Il campo si fa più accidentato e conflittuale quando invece si muovono passi ulteriori verso un'economia che si distacchi più nettamente dal capitalismo. La discussione è comunque estremamente interessante e niente affatto incompatibile con le proposte citate in precedenza. Anche qui i temi da suggerire potrebbero essere molti, ma per semplicità ci limiteremo a due argomenti di discussione:
Cosa è socialmente utile produrre? La domanda è importantissima soprattutto laddove si ricordi la centralità del lavoro non solo come fonte del valore economico, ma anche come strumento necessario e insostituibile per rispondere ai bisogni collettivi. Con queste premesse il tema dell'innovazione industriale diviene più complesso: per quanto una capacità sistemica di anticipazione dei bisogni sia un valore in termini di efficienza economica, in termini sociali non è indifferente stabilire verso quali bisogni orientarla e con quali strumenti guidarla (sappiamo ad esempio che il settore militare produce abbondanti ricadute di innovazione, ma orientare prioritariamente la ricerca verso altri settori, ad esempio la tutela ambientale, non è un compito socialmente più desiderabile? E se lo è quanto di questo compito deve essere affidato allo Stato? )
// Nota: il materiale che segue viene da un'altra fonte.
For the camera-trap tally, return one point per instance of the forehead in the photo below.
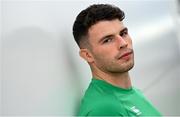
(104, 28)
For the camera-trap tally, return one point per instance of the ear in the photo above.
(86, 55)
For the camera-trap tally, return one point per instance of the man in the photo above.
(107, 47)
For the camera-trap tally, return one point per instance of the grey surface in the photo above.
(42, 73)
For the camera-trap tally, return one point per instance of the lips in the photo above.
(125, 54)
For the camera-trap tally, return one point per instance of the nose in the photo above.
(121, 42)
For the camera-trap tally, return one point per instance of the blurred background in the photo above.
(41, 71)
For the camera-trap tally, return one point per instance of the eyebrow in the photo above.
(107, 36)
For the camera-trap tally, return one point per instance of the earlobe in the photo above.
(86, 55)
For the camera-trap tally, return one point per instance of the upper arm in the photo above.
(107, 109)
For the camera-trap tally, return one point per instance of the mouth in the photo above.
(126, 55)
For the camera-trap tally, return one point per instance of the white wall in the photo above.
(0, 59)
(43, 73)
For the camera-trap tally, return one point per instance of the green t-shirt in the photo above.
(104, 99)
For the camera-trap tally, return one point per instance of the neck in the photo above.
(117, 79)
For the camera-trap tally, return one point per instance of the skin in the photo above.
(110, 54)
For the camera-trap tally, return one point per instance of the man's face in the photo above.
(111, 47)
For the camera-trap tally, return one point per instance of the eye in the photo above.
(124, 33)
(107, 40)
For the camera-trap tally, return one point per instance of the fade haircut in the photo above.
(90, 16)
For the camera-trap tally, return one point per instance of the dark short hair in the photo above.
(90, 16)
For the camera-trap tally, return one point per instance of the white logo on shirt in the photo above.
(135, 110)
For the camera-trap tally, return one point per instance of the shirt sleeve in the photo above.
(107, 109)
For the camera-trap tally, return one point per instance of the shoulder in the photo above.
(104, 107)
(107, 108)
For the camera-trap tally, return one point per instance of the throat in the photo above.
(121, 80)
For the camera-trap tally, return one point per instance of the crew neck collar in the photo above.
(112, 87)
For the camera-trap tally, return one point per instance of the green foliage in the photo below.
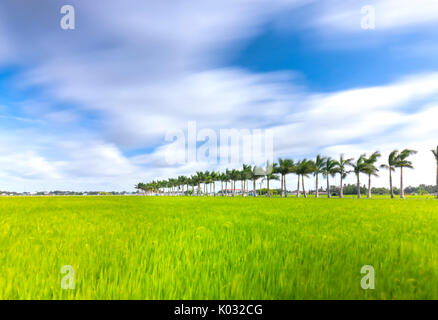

Esiste il diritto effettivo di scegliersi il lavoro? Se ancora la riduzione di orario lavorativo è uno strumento di efficienza socio economica (assicura una migliore allocazione delle risorse, aumenta la domanda aggregata fornendo reddito a una quantità maggiore di persone, migliora la qualità della vita...), non sarebbe compito di una società più avanzata offrire alle persone non solo una minore quantità di lavoro obbligato, ma anche la possibilità di scegliersi un impiego soddisfacente (e se si accetta questo presupposto è difficile non discutere di reddito universale incondizionato, di riforme profonde del sistema dell'istruzione etc.)

L'invito ai lettori è quello di non concentrarsi solo sulle singole proposte, quanto nuovamente sull'invito iniziale ad un lavoro di cooperazione intellettuale che ponga le basi per un'idea complessiva di politica economica sulla quale possa valere la pena mobilitare forze sociali, politiche ed intellettuali.